The ring may not be effective if:

  • you have forgotten to insert a ring for the next cycle (more than 7 days since your last ring was removed)
  • your ring has been removed from the vagina for more than 24 hours
  • your ring has been left in place continuously for more than 4 weeks

Always check with your doctor or contact the Sexual Healthline if you are taking other medications, as some drugs may stop the ring from working (e.g. some anti-epileptic medication). This can also include herbal medicines like St John’s Wort. If you are taking one of these medications you will need to use other protection while taking the medication and for one month after stopping.

 

  • Periods become more regular, shorter, lighter and less painful.
  • The timing of bleeding can be controlled.
  • It may improve acne.
  • The hormones are absorbed directly into the bloodstream. They don’t go through the stomach and so are not affected by vomiting or diarrhoea.
  • You don’t have to remember to take a pill every day.
  • It can be used as a treatment for menstrual abnormalities.
  • It’s easily reversible and has no effect on future fertility.

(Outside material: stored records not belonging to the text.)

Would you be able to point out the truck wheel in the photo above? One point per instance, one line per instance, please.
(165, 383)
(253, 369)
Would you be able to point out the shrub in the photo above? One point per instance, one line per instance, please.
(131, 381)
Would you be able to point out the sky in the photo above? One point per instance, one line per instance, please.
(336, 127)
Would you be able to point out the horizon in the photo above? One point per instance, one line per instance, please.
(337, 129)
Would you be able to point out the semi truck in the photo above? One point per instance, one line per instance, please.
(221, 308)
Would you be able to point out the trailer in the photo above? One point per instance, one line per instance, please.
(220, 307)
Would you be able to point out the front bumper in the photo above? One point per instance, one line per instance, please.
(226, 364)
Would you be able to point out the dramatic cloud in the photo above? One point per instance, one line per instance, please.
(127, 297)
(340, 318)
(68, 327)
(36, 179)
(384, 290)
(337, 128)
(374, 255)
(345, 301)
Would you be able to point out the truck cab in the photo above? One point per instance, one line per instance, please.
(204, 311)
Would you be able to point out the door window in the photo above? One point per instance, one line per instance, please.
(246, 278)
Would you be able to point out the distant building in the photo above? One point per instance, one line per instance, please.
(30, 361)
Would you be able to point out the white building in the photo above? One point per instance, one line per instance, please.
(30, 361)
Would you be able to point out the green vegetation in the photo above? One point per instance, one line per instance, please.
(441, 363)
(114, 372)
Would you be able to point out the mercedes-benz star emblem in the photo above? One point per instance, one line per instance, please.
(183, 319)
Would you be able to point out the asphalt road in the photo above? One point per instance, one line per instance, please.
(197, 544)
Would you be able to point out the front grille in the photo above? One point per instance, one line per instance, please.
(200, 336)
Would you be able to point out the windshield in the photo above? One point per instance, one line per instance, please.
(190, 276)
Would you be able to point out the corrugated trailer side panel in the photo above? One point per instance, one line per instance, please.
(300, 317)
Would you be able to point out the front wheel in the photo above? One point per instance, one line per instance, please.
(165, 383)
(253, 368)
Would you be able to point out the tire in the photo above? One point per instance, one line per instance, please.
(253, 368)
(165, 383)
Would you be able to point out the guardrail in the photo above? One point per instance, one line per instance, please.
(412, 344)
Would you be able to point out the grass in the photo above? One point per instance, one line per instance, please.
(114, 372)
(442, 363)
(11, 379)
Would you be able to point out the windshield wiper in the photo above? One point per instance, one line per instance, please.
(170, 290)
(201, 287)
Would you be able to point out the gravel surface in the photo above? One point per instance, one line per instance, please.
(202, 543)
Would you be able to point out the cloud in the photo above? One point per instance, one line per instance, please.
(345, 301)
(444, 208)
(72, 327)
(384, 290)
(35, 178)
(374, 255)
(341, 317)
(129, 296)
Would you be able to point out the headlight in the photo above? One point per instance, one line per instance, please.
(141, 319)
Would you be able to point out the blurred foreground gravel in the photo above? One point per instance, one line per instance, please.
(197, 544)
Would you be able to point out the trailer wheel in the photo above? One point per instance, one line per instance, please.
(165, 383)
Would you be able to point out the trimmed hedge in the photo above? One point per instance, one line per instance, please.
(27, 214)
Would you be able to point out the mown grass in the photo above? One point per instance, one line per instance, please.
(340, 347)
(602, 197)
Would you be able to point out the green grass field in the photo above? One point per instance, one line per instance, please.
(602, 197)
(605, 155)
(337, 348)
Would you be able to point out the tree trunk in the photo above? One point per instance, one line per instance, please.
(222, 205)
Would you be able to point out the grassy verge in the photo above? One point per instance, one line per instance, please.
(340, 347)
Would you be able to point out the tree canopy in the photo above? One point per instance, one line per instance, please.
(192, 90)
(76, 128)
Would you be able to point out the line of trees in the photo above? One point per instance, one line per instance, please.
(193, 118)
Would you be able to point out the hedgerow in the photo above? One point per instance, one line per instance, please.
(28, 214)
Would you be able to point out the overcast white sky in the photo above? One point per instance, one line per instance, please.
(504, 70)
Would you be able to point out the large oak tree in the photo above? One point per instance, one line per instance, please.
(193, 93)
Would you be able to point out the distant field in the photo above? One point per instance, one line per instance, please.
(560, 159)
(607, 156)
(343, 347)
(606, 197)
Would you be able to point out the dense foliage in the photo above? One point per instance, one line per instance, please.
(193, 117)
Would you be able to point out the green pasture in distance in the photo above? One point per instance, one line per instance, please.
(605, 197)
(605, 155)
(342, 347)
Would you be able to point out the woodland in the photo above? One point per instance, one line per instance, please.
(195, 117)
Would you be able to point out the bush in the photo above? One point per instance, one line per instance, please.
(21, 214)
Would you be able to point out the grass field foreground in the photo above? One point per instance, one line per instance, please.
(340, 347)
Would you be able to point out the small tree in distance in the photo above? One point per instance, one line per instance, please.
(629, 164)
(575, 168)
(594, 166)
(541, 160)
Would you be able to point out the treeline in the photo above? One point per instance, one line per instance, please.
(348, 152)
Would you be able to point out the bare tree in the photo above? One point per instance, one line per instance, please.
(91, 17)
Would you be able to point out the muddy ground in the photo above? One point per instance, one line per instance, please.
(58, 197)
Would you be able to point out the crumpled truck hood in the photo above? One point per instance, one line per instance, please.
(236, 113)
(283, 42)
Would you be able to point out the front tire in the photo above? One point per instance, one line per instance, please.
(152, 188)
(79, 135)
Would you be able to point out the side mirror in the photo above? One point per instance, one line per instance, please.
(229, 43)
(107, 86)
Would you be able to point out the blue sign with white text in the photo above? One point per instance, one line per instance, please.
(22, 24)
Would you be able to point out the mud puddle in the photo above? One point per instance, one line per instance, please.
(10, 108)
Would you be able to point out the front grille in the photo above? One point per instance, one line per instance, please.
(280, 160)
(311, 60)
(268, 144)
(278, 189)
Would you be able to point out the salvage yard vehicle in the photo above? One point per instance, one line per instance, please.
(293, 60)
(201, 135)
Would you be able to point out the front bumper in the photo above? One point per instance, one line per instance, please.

As the ring contains the same hormones as the Pill it should also reduce the chance of cancer of the uterus and ovaries, benign breast disease, endometriosis and ovarian cysts.

The ring has few side effects. Serious health problems caused by the ring are rare; the most dangerous is blood clots, usually in the legs or lungs (called thrombosis). You may notice:

  • irregular bleeding
  • headaches (more than normal)
  • an increase in appetite (eating more means you will put on weight)
  • sore breasts (supportive bra can help)
  • changes in mood, including feeling depressed

Most of these side effects will settle within 2–3 months of using the ring. If they persist discuss them with your doctor.

The ring is safe for most people. In particular, the risks of using the ring are less than the risks of being pregnant.

The ring is not suitable for someone who:

  • has had a stroke, heart attack, blood clot or high blood pressure
  • has certain types of migraine, diabetes or liver disease
  • is over 35 years and smokes
  • is extremely overweight

It may not be suitable for people who are breastfeeding or have chronic constipation or vaginal prolapse.

The ring should be left in the vagina for 3 weeks. If the ring is accidentally expelled, it can be rinsed with water and should be put back in immediately.

 

 

 

 

 

 

 

 

 

 

 

If you are worried your ring is late, contact a pharmacist, doctor or SHINE SA clinic.

If you are thinking about using Emergency Contraception, it’s best taken as soon as possible, but can be taken up to 5 days after unprotected sex. If you take the Emergency Contraceptive Pill ‘EllaOne’, you should not restart the ring for 5 days after taking it.